For Kelly, evolution is part of the jazz artist’s credo.
"I'm a very strong believer that jazz is about improvisation and about creating and spontaneity," Kelly once said in an interview. "That's what really drew me to it, but I think there's plenty of music that can fuse elements of jazz with its own type of sound whether it's rock or pop. I'm not into 'No, this isn't jazz.' I like everything that's good and I encourage people to think that way."
Kelly says she has been well served by applying those same jazz concepts to the personal demands of everyday life. “I really take the concept of improvisation and spontaneity in the music, and I live it,” she said.
That personal readiness for anything accounts, in part, for the open-spirited nature of her art. “I try to say yes as much as possible,” Kelly says. “If you have a closed idea of what you want in your head, and it’s only going to go this way from - A to B to C - you miss a lot of other things that could be popping up.
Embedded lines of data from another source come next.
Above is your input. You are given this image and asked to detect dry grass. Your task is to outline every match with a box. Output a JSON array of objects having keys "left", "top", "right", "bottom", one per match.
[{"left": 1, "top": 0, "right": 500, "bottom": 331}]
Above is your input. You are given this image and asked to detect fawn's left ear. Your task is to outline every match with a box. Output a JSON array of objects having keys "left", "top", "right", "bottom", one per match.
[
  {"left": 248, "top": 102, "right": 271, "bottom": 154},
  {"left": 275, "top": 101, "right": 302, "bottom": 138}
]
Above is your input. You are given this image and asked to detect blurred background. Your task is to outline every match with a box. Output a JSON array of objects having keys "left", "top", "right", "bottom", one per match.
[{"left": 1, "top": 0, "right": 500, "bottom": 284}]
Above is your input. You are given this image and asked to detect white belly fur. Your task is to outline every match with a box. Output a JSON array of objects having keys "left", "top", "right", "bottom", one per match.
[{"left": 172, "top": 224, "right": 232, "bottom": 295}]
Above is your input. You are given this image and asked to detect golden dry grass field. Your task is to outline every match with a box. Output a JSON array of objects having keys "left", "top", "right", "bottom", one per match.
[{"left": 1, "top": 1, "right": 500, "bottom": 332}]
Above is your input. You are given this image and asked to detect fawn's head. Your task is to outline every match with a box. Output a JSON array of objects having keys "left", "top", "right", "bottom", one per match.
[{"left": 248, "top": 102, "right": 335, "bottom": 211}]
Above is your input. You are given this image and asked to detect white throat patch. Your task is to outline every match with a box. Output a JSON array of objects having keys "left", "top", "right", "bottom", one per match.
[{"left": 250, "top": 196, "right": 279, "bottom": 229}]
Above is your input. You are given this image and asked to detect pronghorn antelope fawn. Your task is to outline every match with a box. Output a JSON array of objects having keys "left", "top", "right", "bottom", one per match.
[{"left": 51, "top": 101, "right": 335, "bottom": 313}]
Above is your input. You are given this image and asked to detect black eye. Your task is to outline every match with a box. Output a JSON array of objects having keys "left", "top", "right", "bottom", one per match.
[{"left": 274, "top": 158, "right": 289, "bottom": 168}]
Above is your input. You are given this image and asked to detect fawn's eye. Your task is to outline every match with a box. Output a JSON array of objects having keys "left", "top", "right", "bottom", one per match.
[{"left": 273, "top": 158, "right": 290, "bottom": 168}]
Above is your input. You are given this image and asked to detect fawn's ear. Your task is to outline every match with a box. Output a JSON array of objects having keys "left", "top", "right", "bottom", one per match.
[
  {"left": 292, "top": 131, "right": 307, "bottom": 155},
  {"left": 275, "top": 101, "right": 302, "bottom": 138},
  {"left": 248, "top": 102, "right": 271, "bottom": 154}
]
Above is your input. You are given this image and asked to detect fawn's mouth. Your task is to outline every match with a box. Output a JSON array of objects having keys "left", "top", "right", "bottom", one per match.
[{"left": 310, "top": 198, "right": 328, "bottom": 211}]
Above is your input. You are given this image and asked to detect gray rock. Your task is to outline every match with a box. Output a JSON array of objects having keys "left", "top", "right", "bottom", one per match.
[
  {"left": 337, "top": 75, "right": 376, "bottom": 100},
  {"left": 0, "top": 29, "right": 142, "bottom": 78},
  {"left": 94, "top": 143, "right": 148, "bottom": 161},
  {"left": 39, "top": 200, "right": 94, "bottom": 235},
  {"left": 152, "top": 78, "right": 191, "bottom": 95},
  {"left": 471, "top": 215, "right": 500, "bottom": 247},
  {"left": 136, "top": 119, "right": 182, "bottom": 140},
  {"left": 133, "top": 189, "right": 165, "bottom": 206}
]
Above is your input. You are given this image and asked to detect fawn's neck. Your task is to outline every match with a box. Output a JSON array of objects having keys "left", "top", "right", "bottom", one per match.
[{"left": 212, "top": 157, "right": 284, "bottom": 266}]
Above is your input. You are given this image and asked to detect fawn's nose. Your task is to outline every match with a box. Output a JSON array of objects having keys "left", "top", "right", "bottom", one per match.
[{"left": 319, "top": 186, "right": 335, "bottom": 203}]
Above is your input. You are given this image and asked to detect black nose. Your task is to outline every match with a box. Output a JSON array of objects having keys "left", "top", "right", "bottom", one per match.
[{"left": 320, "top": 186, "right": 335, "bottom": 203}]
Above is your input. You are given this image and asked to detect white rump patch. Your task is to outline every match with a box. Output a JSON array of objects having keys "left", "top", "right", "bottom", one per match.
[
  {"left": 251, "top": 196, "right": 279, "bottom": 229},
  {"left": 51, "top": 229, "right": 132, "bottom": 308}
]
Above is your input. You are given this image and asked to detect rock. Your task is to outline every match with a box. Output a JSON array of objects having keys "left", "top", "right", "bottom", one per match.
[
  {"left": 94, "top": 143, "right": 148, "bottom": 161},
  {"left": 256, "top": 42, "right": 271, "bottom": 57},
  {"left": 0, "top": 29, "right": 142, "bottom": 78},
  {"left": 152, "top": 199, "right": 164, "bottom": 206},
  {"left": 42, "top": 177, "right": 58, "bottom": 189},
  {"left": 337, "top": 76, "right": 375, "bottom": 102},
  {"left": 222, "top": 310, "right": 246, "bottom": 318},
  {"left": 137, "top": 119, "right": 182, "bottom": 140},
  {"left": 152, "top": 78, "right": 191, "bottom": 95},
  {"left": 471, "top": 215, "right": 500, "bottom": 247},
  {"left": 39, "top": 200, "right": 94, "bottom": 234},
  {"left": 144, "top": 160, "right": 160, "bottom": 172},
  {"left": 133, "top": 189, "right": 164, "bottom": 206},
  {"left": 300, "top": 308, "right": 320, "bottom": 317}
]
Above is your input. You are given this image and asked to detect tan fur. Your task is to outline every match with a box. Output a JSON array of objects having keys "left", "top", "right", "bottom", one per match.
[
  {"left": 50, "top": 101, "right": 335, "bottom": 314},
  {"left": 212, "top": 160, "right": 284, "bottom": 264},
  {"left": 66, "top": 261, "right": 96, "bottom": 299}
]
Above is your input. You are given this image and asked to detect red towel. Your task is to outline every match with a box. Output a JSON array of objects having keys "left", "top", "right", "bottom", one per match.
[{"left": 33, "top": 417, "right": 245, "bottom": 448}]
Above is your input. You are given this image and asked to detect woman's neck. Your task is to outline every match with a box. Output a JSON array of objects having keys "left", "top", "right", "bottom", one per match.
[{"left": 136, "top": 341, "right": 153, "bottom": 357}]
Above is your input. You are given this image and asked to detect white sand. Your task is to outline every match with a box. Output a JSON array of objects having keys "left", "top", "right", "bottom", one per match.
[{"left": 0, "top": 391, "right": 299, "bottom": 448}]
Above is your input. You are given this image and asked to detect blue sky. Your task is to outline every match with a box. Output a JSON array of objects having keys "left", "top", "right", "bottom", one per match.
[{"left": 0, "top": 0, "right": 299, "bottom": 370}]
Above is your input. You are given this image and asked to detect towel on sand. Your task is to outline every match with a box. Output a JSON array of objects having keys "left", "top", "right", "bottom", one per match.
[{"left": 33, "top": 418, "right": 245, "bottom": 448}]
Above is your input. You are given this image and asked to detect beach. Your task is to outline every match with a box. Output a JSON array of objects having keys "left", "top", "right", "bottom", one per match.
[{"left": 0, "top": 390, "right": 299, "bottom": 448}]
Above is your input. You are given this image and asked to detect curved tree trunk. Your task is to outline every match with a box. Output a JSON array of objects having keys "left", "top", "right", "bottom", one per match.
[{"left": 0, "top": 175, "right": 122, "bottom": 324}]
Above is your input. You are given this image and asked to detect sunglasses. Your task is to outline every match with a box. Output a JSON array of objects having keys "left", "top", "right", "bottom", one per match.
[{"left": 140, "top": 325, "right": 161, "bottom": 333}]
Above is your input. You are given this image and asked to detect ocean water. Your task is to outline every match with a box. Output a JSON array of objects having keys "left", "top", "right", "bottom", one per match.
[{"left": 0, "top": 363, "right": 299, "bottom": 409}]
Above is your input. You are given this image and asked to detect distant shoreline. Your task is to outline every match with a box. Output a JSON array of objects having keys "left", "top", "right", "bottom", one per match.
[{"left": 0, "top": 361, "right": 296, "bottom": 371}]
And because you have such a small mind frame, you won’t be able to see those great opportunities.”
Drawn to jazz by melodic players like Stan Getz and Paul Desmond, Kelly also found in the music a freedom to express herself that she had not found in her classical piano lessons. Née Grace Chung in Wellesley, Mass., in 1992, Kelly started taking clarinet lessons in Grade 4 but quickly switched to alto sax at the age of 10. She was soon transcribing Miles Davis pieces.